Frédérick Baron ne s’efface pas totalement lorsqu’il crée pour les autres, il se permet souvent de proposer des textes plus poétiques à certains interprètes. Par exemple, il a convaincu Bruno Pelletier de chanter « Après toi le déluge », où il raconte une rupture qu’il a vécue. L’interprète du « Temps des cathédrales » a même confié qu’il s’agissait de l’une de ses œuvres préférées. « Bruno Pelletier chante ma séparation, et c’est très douloureux, cette chanson, souligne le parolier. Ça me touche encore plus que ce soit un autre artiste qui l’interprète. Avec Bruno, la portée est plus grande. »

Il faut dire que Frédérick Baron est devenu parolier par accident. Arrivé au Québec en 1997, il espérait se faire connaître comme interprète. Le hasard en a voulu autrement. Vincenzo Thoma, qui a épaulé Roch Voisine et Lara Fabian, tombe sous le charme de sa plume, et lui offre d’écrire pour le premier album d’Ima. De fil en aiguille, la carrière de Frédérick Baron était lancée. « Tout a déboulé, et dix ans plus tard, j’ai travaillé sur 50 albums et rencontré plein de monde, affirme-t-il. C’est un bel accident de parcours. »
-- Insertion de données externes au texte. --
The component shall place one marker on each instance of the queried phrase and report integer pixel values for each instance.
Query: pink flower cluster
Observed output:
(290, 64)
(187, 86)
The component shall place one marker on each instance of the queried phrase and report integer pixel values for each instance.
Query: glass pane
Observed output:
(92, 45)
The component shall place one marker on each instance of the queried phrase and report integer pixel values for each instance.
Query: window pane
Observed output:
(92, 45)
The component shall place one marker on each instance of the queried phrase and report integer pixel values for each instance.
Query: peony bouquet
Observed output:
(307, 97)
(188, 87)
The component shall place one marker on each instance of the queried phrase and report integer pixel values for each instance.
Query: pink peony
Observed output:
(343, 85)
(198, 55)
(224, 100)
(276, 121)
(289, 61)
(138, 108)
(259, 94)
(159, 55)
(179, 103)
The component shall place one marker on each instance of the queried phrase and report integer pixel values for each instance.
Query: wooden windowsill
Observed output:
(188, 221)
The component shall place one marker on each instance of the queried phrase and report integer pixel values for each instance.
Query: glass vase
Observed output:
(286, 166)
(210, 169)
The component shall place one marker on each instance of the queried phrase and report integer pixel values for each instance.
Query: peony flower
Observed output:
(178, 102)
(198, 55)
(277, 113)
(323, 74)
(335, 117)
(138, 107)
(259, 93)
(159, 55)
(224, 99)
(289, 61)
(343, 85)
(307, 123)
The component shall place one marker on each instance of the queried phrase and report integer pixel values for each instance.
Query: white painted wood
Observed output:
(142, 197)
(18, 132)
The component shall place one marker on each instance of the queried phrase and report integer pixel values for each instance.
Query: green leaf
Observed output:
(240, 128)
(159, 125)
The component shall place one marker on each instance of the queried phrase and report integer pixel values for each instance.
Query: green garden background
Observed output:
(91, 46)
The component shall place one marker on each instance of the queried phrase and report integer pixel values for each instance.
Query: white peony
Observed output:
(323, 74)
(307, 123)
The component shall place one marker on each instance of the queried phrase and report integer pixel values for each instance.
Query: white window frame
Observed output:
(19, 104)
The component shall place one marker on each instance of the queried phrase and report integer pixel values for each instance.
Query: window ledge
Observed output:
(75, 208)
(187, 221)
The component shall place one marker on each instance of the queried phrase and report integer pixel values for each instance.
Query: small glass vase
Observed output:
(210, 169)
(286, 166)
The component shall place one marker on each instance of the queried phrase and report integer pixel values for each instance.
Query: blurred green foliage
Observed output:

Même s’il a écrit pour les plus grands, Baron reste étonnamment humble et se perçoit toujours comme un « imposteur ». Mais aujourd’hui, avec l’expérience qu’il possède, il peut se permettre de choisir ses projets. Il se voit d’ailleurs comme un couturier possédant son propre style, qui modèle ses créations sur le corps de ses mannequins.

Pour célébrer ses dix ans de carrière, il a réuni en novembre à Montréal quelques-uns de ses amis pour interpréter ses textes en plus des pièces de son dernier disque. Un grand événement sous le signe de la fête, où il a choisi des artistes aux styles totalement différents. Il est plutôt rare de croiser Ima, Catherine Major, Bruno Pelletier, Mario Pelchat et Alexandre Désilets sur la même scène. Une façon, selon lui, de mieux faire connaître le métier de parolier au grand public.

Frédérick Baron n’est visiblement pas à court de projets pour les prochains mois. Il espère monter sur scène pour présenter Humeurs variables dans quelques villes du Québec. Il planche aussi depuis deux ans sur un mystérieux projet de série télévisée, qui lui permet d’ajouter une autre corde à son arc. Après avoir travaillé avec Céline Dion, que peut-on lui souhaiter? Le parolier aimerait bien croiser le chemin de Laurence Jalbert ou de Pierre Lapointe. Le message est lancé!